I write separately, however, to record my doubt that the case in fact presents any issue of remedies or of remedial discretion at all. A court does not — in the nature of things it can not — give a “remedy” for an unconstitutional statute, since an unconstitutional statute is not in itself a cognizable *760“wrong.” (If it were, every citizen would have standing to challenge every law.) In fact, what a court does with regard to an unconstitutional law is simply to ignore it. It decides the case “disregarding the [unconstitutional] law,” Mar-bury v. Madison, 1 Cranch 137, 178 (1803) (emphasis added), because a law repugnant to the Constitution “is void, and is as no law,” Ex parte Siebold, 100 U. S. 371, 376 (1880). Thus, if a plaintiff seeks the return of money taken by the government in reliance on an unconstitutional tax law, the court ignores the tax law, finds the taking of the property therefore wrongful, and provides a remedy. Or if a plaintiff seeks to enjoin acts, harmful to him, about to be taken by a government officer under an unconstitutional regulatory statute, “the court enjoins, in effect, not the execution of the statute, but the acts of the official, the statute notwithstanding.” Massachusetts v. Mellon, 262 U. S. 447, 488-489 (1923) (emphasis added). In such cases, it makes sense to speak of “remedial discretion.”
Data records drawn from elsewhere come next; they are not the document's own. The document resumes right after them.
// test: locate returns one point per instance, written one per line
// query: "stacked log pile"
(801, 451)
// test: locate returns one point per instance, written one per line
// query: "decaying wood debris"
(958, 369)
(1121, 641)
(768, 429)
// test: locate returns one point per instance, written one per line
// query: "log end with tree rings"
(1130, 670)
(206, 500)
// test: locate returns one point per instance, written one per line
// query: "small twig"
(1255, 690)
In the present case, however, ignoring the unconstitutional statute (which the Ohio courts were bound to do) did not result in the conclusion that some remedy must be provided (over which the courts might have some discretion). Rather, it resulted in the conclusion that the remedy which the plaintiff sought could not be provided. Respondent’s suit was concededly untimely under the applicable state statute of limitations, Ohio Rev. Code Ann. § 2305.10 (1991). See ante, at 751. When petitioners moved to dismiss the suit, respondent replied that the suit was timely by virtue of the tolling provision, § 2305.15(A). The tolling provision, however, was unconstitutional, see Bendix Autolite Corp. v. Midwesco Enterprises, Inc., 486 U. S. 888 (1988), and since it was unconstitutional it “was ... as inoperative as if it had never been passed,” Chicago, I. & L. R. Co. v. Hackett, 228 U. S. 559, 566 (1913).
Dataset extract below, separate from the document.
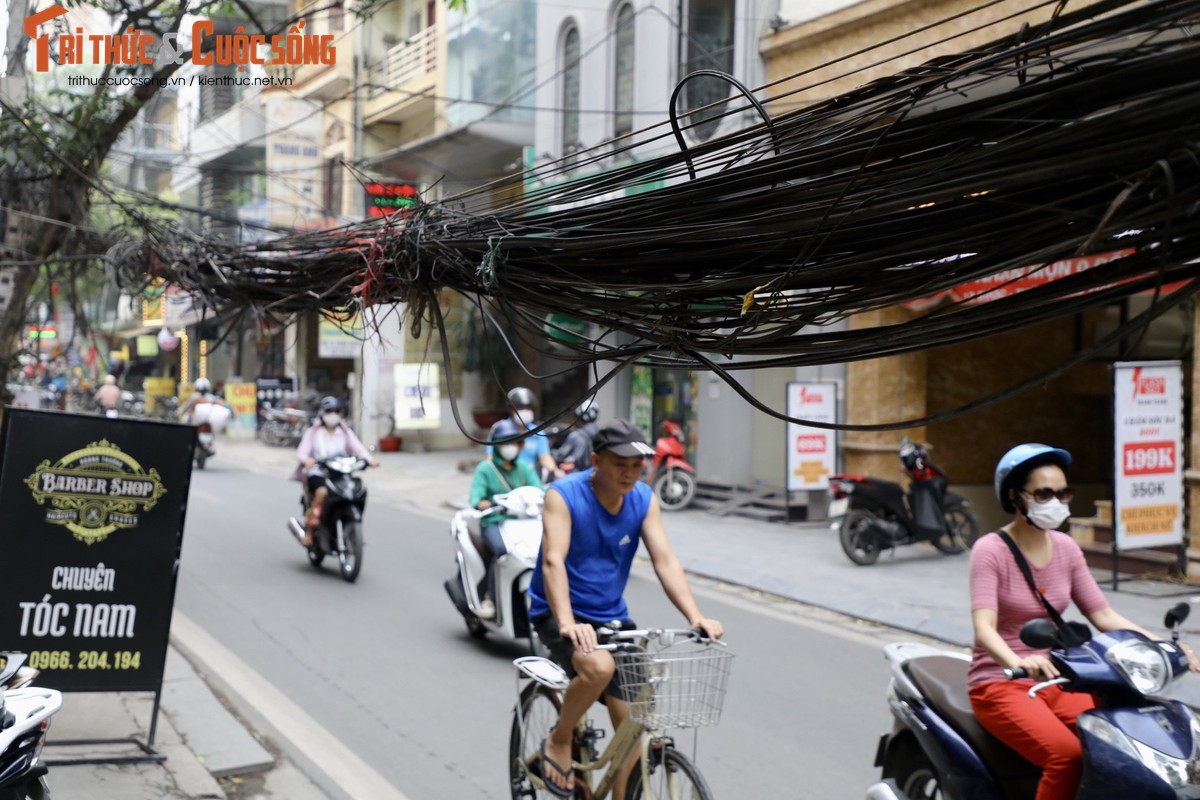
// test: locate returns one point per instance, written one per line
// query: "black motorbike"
(880, 515)
(340, 528)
In contemplation of the law, then, all that the trial court had before it was a concededly untimely suit, and (absent *761some valid Ohio law other than the tolling statute) it had no alternative but to dismiss. The Court’s opinion gives reasons why the Ohio law applied by the Ohio Supreme Court in this case is in its substance invalid. I add that even the rubric under which that law was announced is invalid: It has nothing to do with remedial discretion.